Since 1982, Prof. Peters has directed the chemistry component of the Advance College Project, a program in which Indiana University cooperates with high schools throughout Indiana to offer university-level courses in general chemistry. These courses are taught by superior high school teachers to qualified high school juniors and seniors, who earn college credit. Thousands of high school chemistry students have benefited from this program. In addition, Prof. Peters served for more than 26 years as a lecturer and research mentor in the IU NSF-supported summer science institute for high school students.
In 1986, Peters invited 26 high school chemistry teachers to Indiana University to discuss problems centering on the curricular content of high school chemistry courses, the operation of laboratory courses, the selection and procurement of textbooks and other materials, and laboratory safety. One year later, he organized a meeting in Indianapolis attended by more than 200 high school and college chemistry teachers from Indiana. On the basis of that meeting, Prof. Peters, with assistance from three other educators, founded the Indiana Alliance of Chemistry Teachers (I–ACT).
For many years, during the IU Chemistry Department celebration of National Chemistry Week, Prof. Peters conducted an extremely popular program of demonstrations, called the “Magic of Chemistry,” attended by several hundred elementary, middle, and high school students and their parents. On other occasions, he performed this program for groups such as the Boy Scouts and the Indiana Science Olympiad.
Peters was the principal author and driving force behind the highly regarded text “Chemical Separations and Measurements: Theory and Practice of Analytical Chemistry”, one of his five textbooks that in total have sold more than 120,000 copies.
Research pursued by Peters and his 119 graduated research-group members centered on organic electrochemistry, most recently involving metal-salen complexes.
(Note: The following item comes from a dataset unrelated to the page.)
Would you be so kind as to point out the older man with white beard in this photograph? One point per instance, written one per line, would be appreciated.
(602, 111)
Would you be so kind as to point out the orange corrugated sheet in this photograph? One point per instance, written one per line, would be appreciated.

These studies resulted in more than 215 publications, which were recognized by The Electrochemical Society in 2012 with the Manuel M. Baizer Award in Organic Electrochemistry.
Seemingly mild-mannered and physically unimposing, Peters possessed a booming voice and a lecturing style that could not fail to win students over. He was also surprisingly competitive, especially on the racquetball court, where his aggressive style usually resulted in victory. He was generous with his time and knowledge and assisted many of his junior colleagues in the most effective style of writing lectures, journal articles, and research grant proposals. Each year, he voluntarily prepared and presented a multi-lecture short course on effective scientific writing, a series that was routinely attended by both faculty and students. Generous also with his personal resources, he was named for the 2019 Old Crescent Award from IU, intended to celebrate individuals whose exceptional philanthropy creates a lasting impact, empowering students and faculty of today and tomorrow in equal measure. He was truly loved and admired, and will be missed by so many.
Prof. Peters is survived by his nephew Ruben Portugues, living in Germany, and by his niece Iliana Portugues who lives in the UK. Both became scientists, in no small measure, due to the interesting stories and demonstrations from their uncle, his kindness and genuineness, his passion for research and teaching and their summer visits to Bloomington and IU Chemistry.